MarketingSherpa Gets RSS All Wrong
MarketingSherpa, in a report about RSS, concludes "It chills our blood when we hear email marketers and publishers blithely state, 'I'm thinking about switching over to RSS entirely!' Oh no. Please don't. RSS is worthy of testing, but it's not an email replacement and it never will be." We'd agree. It's not a replacement but simply another communication channel.
Comparing RSS to email, MarketingSherpa offers three drawbacks to RSS and gets all three wrong leading us to believe if the writer has ever used RSS. First, MarketingSherpa claims HTML graphics can't be served through RSS. Wrong. While it does depend on the RSS reader used, any graphic can be served. Any publisher that sets their feed up to serve the full contents (and perhaps even just excepts - check with RSS gurus on this) of the article rather than an excerpt will serve exactly that including any image that is contained within the article. This includes graphic ad banners as well. See Gothamist's feed (http://www.gothamist.com/index.rdf).
Second, claiming RSS feeds send one item at a time rather than many items at once as in an email, MarketingSherpa claims RSS feeds have no table of contents. Setting aside the debate as to whether a table of contents is needed at all in a world where new content arrives every millisecond, RSS feed headlines serve as the table of contents.
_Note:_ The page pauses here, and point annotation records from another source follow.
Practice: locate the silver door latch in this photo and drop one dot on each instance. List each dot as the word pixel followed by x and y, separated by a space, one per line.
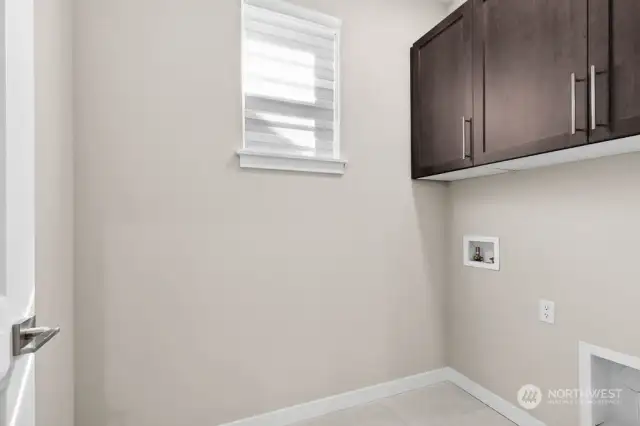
pixel 28 339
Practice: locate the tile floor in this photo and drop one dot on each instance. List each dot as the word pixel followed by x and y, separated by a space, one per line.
pixel 443 404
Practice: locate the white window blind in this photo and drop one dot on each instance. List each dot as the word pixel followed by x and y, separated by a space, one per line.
pixel 290 81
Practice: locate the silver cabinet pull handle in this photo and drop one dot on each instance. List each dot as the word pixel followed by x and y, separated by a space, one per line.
pixel 27 338
pixel 593 97
pixel 573 103
pixel 464 138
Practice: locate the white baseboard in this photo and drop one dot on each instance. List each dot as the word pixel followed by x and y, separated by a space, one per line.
pixel 515 414
pixel 310 410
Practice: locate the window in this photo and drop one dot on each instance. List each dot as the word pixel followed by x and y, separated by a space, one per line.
pixel 290 88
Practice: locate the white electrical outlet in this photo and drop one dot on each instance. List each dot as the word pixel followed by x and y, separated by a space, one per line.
pixel 547 311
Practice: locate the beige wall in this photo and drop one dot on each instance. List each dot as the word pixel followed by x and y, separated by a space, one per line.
pixel 205 293
pixel 54 210
pixel 568 234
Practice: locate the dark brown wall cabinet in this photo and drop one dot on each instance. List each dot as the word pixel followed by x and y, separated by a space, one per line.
pixel 502 79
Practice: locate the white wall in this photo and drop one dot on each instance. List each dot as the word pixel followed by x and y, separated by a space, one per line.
pixel 54 210
pixel 568 234
pixel 205 293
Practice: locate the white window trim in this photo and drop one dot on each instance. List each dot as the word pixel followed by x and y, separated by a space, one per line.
pixel 253 159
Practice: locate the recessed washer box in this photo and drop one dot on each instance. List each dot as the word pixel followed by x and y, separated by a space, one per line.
pixel 609 386
pixel 488 248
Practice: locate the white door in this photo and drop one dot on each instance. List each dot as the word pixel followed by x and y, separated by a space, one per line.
pixel 17 211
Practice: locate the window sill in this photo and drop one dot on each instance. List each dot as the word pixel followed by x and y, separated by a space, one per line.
pixel 270 161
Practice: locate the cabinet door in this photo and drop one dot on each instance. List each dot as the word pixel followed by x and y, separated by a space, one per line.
pixel 441 96
pixel 526 54
pixel 614 55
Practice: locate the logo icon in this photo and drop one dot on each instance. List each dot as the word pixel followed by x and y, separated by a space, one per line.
pixel 529 397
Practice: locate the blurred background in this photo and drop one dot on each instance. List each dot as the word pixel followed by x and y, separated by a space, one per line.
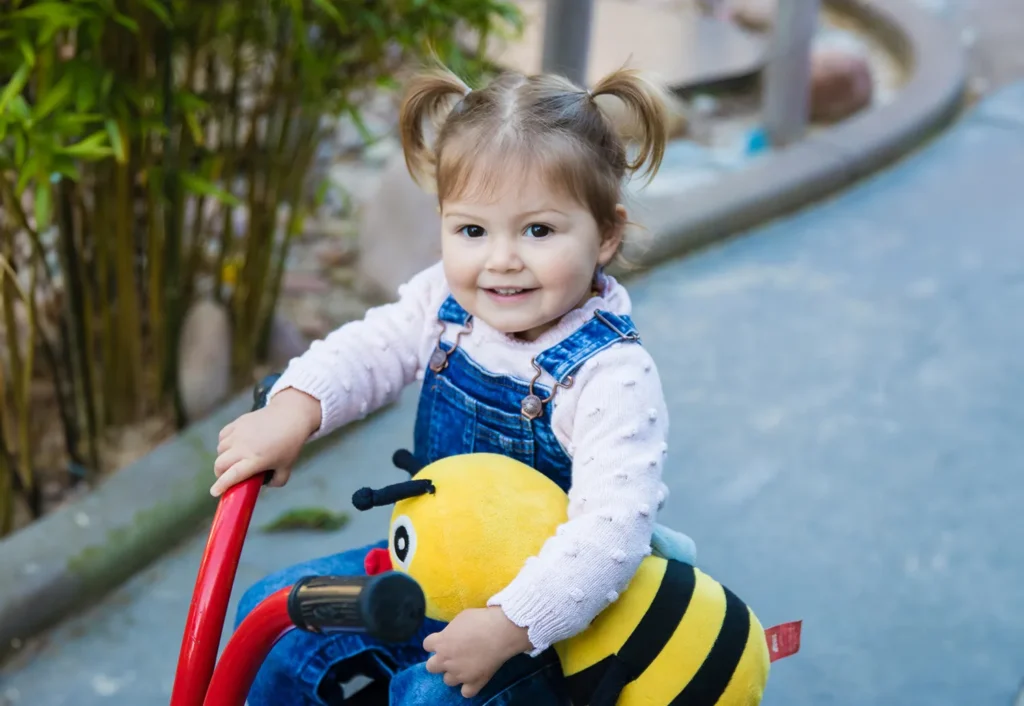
pixel 190 192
The headline appears in an RSS reader, the person sees it, they read it if they choose. It's the same process as served by a table of contents. In fact it's better. Content arrives as it's published in near real time rather than once a day as in most email newsletter.
Third, MarketingSherpa claims there's little space to work with in RSS newsreaders stating it's preferable to view content "on a big, dedicated window as there is in email." Apparently, MarketingSherpa has never heard of Bloglines, the most highly used RSS reader that contains headlines "on a big, dedicated window as there is in email."
As expected, all the other RSS-related facts and figures MarketingSherpa puts forth in their article are complete and first rate. It's very upsetting, though, to see MarketingSherpa get the concept, functionality and purpose of RSS all wrong. Read their report. It's available for free until May 23.
UPDATE: Apparently MarketingSherpa read our article. They've removed all reference to the original three (incorrect) points they made regarding RSS.
Comments
You're right of course Steve. They missed the boat on those few points, but in general, the tone of the message was right.
I don't think they got the point of RSS wrong. I think they just sat on the hype a bit by comparing it to email and its usage. I wrote about it at Revenews today.
http://www.revenews.com/jimkukral/archives/000668.html
Am I crazy? I read Sherpa's article and didn't see any mention of the conclusions you critize, i.e. lack of graphics, table of contents, size of screen. Did they revise the article after you wrote your criticism?